In linear algebra terms, the neural weights rotate the input space along a new basis set, where a basis set is a collection of different axes (like the X and Y axes) or dimensions that provides a different way of encoding the inputs. Furthermore, in these terms, learning is the process of finding a good basis set for encoding the inputs. This is a standard way of describing what abstract neural networks are doing over many successive “deep” layers, which each apply a different such “rotation”. The result at the “top” of such a network is typically a few informative such dimensions, such as the object category.
The detector way of looking at the neuron is useful for understanding the roles of inhibition and the neural firing threshold as we saw in the previous chapter — it specifically differentiates between active firing for detected items, vs. not firing for everything else, and provides a more “discrete” view of what the neuron is doing. By contrast, the dimension projection framework provides a more continuous, mathematical view. Both are useful ways of understanding what is going on in the brain.
One intuitive way of understanding the importance of having the right categories (and choosing them appropriately for the given situation) comes from insight problems. These problems are often designed so that our normal default way of categorizing the situation leads us in the wrong direction, and it is necessary to re-represent the problem in a new way to solve it (i.e., “thinking outside the box”).
For example, consider this “conundrum”: “two men are dead in a cabin in the woods. what happened?” The rules of this game involve asking a sequence of true/false questions, with the goal of eventually realizing that you need to select a different way of categorizing the word “cabin” in order to solve the puzzle. Here is a list of some of these kinds of conundrums (external link).

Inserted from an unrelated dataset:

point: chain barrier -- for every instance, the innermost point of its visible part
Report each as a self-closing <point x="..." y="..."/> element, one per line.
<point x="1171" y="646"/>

For computer programmers, one of the most important lessons one learns is that choosing the correct representation is the most important step in solving a given problem. As a simple example, using the notion of a “heap” enables a particularly elegant solution to the sorting problem. Binary trees are also a widely used form of representation that often greatly reduce the computational time of various problems. In general, you simply want to find a representation that makes it easy to do the things you need to do. This is exactly what the brain does.
One prevalent example of the brain’s propensity to develop categorical encodings of things are stereotypes. A stereotype is really just a mental category applied to a group of people. The fact that everyone seems to have them is strong evidence that this is fundamentally how the brain works. We cannot help but think in terms of abstract categories like this, and as we’ve argued above, categories in general are essential for allowing us to deal with the world in an intelligent manner.
But the obvious problems with stereotypical thinking indicate that these categories can also be problematic (for stereotypes specifically and categorical thinking more generally), and limit our ability to accurately represent the details of any given individual or situation. See the discussion of distributed representations for the benefits of having many different categorical representations active at the same time, which can potentially help mitigate these problems. The ability to entertain multiple such potential categories at the same time may be an individual difference variable associated with things like political and religious beliefs (Critcher et al., 2009; Nam et al., 2013). This stuff can get interesting!